補助支持車輪・案内車輪
出典: フリー百科事典『ウィキペディア(Wikipedia)』 (2022/04/07 04:59 UTC 版)
「超電導リニア」の記事における「補助支持車輪・案内車輪」の解説
超電導リニアで採用されている誘導反発方式の欠点として、車両が低速時には十分な磁気浮上力が得られないこと、また磁気抗力を回避するため低速域では敢えて車輪走行することは既に説明した。このため低速時(約150 km/h以下)の走行速度の時には補助支持車輪と案内車輪を出して走行を行う。車輪にはラジアル構造のゴムタイヤが使用されている。補助車輪は十分な磁気浮上力が得られた時(約150 km/h以上)、車両本体内に格納される。車輪の支持脚は、ダンパ機能を持ち、また非磁性で軽量・強度のあるチタン合金などが使用されている。さらには補助車輪のバックアップとして外接輪と呼ばれるアルミディスクが備え付けられている。 構造として、航空機とは「浮上する」という共通点において、近年の降着装置(ランディングギア)に近しい点が伺える。浮上時に、車両を支持するゴムタイヤが車両(航空機であれば機体)に格納され、逆に浮力低下時にはゴムタイヤを出す点、ブレーキ種の1つとして、ディスクブレーキが用いられている点、車両(機体)との支持にダンパ機能が用いられている点などが挙げられるが、「超電導リニア」と「航空機」とでは、軌道の有無等から生ずる差異も存在する。
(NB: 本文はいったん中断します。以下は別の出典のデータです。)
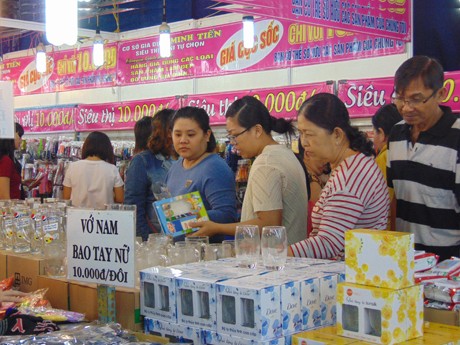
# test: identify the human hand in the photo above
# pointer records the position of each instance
(12, 296)
(206, 228)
例えば、リニア車両における接地面は、(外接輪を除けば)専らゴムタイヤに限定される点(航空機の降着装置の接地面はゴムタイヤだけでなく、フロートや、スキッドと呼ばれる橇状の金属製枠組みの場合もある)、同じ様に囚われがちなゴムタイヤでも、単に「耐久性がある」という言葉の意味は、「重量」に対する耐久性か、「速度」に対する耐久性か(一般的な旅客機の着陸時速度はおよそ400 - 350 km/h以下なのに対し、超電導リニアは非常時500 km/h以上の最高営業速度に耐える必要がある)という差異があるため、タイヤ材料・製造方等に完全な同一性はなく、別種のタイヤを装着することになる。具体的に超電導リニアでは、高速走行中の磁気浮上力の消失に備え、550 km/hで走行中の状態から着地できる性能を持っており、ブリヂストンが戦闘機のタイヤを基に開発したという。